About a month ago, Kevin Drum noted one of those points that everyone seems to understand implicitly, but few have bothered to articulate: Fitzgerald talked to a lot of White House and administration staffers as part of this investigation, and Libby was apparently the only one to lie. Richard Armitage originally leaked Plame’s name to Novak, and even he didn’t try to lie. Libby, however, lied repeatedly, under oath, to the FBI, Fitzgerald, and the grand jury. “What was different about the vice president’s office that out of the entire mountain of people Fitzgerald interviewed, Dick Cheney’s chief of staff was the only one who felt he had to lie?” Kevin asked.

The answer, I suspect, gets back to what Sullivan said: “Something is rotten in the heart of Washington; and it lies in the vice-president’s office.”

It’s hardly a stretch to put two and two together here. Libby almost certainly lied because he knew what his colleagues didn’t: that Cheney told Libby about Plame.

Libby had to push some bizarre story about learning about Plame from Tim Russert - almost certainly because he couldn’t acknowledge his original source. As Ezra noted, Libby’s convictions — obstructing justice, providing a false statement, and two counts of perjury — are “protective crimes — they serve to protect others higher in the food chain.” And considering Libby’s role in the White House, that means Cheney.

Kevin explained the likely chain of events.

For some reason, in May 2003 Cheney went ballistic over a couple of anonymous statements Joe Wilson made to Nick Kristof and Walter Pincus, statements that weren’t especially damaging to Cheney and could have been challenged pretty easily. It’s hard to say why … but the end result was that Cheney ferreted out Plame’s identity, passed it along to Libby, and told him to put a full-court press on Wilson.

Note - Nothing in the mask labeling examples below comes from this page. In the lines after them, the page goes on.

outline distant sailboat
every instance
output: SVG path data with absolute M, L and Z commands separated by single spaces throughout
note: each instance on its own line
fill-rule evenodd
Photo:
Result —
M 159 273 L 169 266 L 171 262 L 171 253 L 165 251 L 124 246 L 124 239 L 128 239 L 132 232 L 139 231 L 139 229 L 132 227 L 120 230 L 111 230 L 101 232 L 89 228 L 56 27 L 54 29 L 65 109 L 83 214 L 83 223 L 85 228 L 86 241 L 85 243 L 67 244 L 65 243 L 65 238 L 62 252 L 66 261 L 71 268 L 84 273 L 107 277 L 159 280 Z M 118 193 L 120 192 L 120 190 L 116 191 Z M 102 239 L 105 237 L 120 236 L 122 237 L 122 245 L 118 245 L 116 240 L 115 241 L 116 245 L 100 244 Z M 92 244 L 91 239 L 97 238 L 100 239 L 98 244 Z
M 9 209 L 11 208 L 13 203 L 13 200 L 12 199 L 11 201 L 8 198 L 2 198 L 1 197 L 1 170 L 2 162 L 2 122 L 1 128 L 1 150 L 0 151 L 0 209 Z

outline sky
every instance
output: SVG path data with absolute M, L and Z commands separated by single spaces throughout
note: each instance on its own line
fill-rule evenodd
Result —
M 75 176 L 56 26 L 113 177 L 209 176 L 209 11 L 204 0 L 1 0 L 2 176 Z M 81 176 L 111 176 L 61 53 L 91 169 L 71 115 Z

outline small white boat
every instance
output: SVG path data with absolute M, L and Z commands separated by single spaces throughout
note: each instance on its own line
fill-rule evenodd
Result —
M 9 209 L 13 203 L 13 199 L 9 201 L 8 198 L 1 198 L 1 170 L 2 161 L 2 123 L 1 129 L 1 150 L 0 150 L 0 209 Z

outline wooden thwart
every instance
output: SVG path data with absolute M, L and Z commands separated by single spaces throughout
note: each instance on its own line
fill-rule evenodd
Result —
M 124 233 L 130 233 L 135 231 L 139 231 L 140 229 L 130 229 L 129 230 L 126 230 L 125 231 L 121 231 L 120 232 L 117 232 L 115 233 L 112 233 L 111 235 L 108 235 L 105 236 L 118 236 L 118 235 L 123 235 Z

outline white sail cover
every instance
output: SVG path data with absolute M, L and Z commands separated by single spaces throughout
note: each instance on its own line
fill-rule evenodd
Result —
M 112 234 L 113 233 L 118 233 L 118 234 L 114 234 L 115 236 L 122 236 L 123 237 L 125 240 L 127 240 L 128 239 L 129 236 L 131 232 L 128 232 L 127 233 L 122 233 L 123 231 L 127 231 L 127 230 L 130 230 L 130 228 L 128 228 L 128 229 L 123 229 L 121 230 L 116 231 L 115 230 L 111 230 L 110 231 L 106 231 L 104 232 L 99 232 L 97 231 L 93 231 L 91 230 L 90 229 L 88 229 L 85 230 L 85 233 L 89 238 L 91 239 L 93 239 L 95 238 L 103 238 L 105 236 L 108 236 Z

Libby thought it was worth lying about this because it threatened to provide a clue to just how involved Cheney had been in spinning the prewar intelligence on Iraqi nukes. That was the one thing serious enough to make them wildly overreact to a couple of otherwise toothless allegations.

Libby deserves his convictions. The only unfair thing about the whole trial is that his boss, the guy who was behind the whole thing, wasn’t in the dock with him.

And it’s not too late. Maybe Libby will wake up and realize there’s no point in taking the fall for his boss. Maybe Congress will explore this in high-profile hearings and expose the larger scandal.

Either way, Cheney has solidified his legacy — as a cancer on Bush’s presidency.